Friday, July 4, 2014

Breaking down DnD Basic Part 1

So I had a chance to read through the DnD basic pdf. You can download either a full graphics version or a print friendly version from this link. Note that if you want to copy and paste text you will need to do it from the Print friendly version. The full graphics version has some weird formatting that turns the text into gibberish when you paste it. The full graphics version does read and print fine tho.

My thoughts in a nutshell, it feel and plays similar to how my Majestic Wilderlands campaigns does and it not dramatically different than the late playtest rules. Each character type is definitely better at certain things everybody can lend a hand if needed. In my campaign is because I use Swords and Wizardry as my core rules which is based on the 1974 version of DnD. Characters have differences but they are not as dramatic as in later editions.

DnD 5e character mechanics has a similar design. If a wizard really had to get in and whack something with the staff they have similar contributions in the two editions. There are differences,  DnD 5e has a lot more variety in its mechanics than ODnD.  Many of the mechanics apply to all characters equally instead being baked into the character class like it with the later ODnD supplement or my MW Supplement.

In addition to mechanics the roleplaying of characters is emphasized with explicit advice and more importantly mechanics and aides to flesh out the background of the character.

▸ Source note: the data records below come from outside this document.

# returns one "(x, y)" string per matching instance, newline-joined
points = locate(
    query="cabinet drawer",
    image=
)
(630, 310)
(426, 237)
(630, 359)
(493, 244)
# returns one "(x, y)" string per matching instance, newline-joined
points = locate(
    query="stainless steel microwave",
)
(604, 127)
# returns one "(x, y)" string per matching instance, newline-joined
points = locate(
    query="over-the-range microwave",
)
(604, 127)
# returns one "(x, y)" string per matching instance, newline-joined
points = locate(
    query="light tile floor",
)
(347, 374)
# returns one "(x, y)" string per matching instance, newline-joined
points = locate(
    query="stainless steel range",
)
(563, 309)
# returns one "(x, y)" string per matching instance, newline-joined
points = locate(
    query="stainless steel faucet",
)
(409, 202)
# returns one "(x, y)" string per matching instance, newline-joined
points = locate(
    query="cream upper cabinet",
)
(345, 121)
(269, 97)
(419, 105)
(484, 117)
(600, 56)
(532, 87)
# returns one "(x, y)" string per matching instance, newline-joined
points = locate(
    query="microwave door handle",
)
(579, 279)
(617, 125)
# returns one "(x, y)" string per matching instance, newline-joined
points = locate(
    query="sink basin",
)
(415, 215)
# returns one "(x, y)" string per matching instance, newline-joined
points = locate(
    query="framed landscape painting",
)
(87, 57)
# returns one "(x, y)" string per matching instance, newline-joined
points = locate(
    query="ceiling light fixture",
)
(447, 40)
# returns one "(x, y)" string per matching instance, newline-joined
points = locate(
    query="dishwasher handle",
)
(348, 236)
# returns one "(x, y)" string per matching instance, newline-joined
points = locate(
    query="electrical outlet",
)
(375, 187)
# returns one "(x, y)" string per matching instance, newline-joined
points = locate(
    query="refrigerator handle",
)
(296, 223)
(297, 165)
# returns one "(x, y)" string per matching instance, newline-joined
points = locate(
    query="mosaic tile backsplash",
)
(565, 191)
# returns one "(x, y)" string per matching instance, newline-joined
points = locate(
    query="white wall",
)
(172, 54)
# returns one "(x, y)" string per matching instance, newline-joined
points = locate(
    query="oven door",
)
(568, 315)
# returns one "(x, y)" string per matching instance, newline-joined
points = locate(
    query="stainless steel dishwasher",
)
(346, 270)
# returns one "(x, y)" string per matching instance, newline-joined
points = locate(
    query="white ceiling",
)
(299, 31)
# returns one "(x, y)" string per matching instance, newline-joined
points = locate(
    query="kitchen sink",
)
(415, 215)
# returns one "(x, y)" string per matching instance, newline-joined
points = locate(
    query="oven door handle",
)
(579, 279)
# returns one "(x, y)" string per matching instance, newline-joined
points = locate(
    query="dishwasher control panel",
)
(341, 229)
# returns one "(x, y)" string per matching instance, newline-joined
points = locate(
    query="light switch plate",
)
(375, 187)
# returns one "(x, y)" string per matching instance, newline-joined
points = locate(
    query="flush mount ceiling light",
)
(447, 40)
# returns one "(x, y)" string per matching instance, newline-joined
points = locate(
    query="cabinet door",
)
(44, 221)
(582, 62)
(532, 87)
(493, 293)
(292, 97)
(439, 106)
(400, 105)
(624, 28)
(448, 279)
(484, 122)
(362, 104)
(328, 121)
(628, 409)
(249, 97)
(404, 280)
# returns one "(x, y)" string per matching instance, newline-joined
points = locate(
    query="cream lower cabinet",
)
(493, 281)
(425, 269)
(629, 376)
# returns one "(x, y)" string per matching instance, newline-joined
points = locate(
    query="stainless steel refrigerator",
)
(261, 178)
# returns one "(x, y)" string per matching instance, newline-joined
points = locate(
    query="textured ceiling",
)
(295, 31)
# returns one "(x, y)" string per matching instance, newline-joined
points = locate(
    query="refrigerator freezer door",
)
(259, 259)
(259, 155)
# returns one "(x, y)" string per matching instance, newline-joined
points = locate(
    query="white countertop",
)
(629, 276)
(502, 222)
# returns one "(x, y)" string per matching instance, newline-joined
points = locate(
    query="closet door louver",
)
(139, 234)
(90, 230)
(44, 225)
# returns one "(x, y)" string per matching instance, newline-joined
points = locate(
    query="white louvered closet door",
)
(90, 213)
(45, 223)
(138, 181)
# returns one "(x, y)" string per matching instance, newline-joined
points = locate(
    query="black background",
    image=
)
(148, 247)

It is separate from the class mechanics which is excellent in my opinion. A full chapter is given over to this which serves to hammer in the point that RPGs are as much about the roleplaying as they are about the game. And just as important because it is in a separate chapter, you can tear it out and throw it way if it not for you. The game will work just as well without it as does with it. A win overall.

Some OSR rulesets are really good at cloning the feel of a classic edition, but other twist the classic mechanics a little and give their game a unique feel. DnD 5e has its own unique feel. You have some flexibility but the simplicity is there. Different classes can do specific things well, yet all characters can attempt anything. Because of this many who are happy with a particular edition will probably not switch. But it is easy for a new gamer to learn. Not just game mechanics but the idea of roleplaying itself.

My opinion is that DnD 5e will be the favorite system of many, but serve equally well as a second favorite system. One that creates a common ground for fans of various editions to meet at conventions or game store and share a good adventure.

In the next series of post I will comment on each chapter.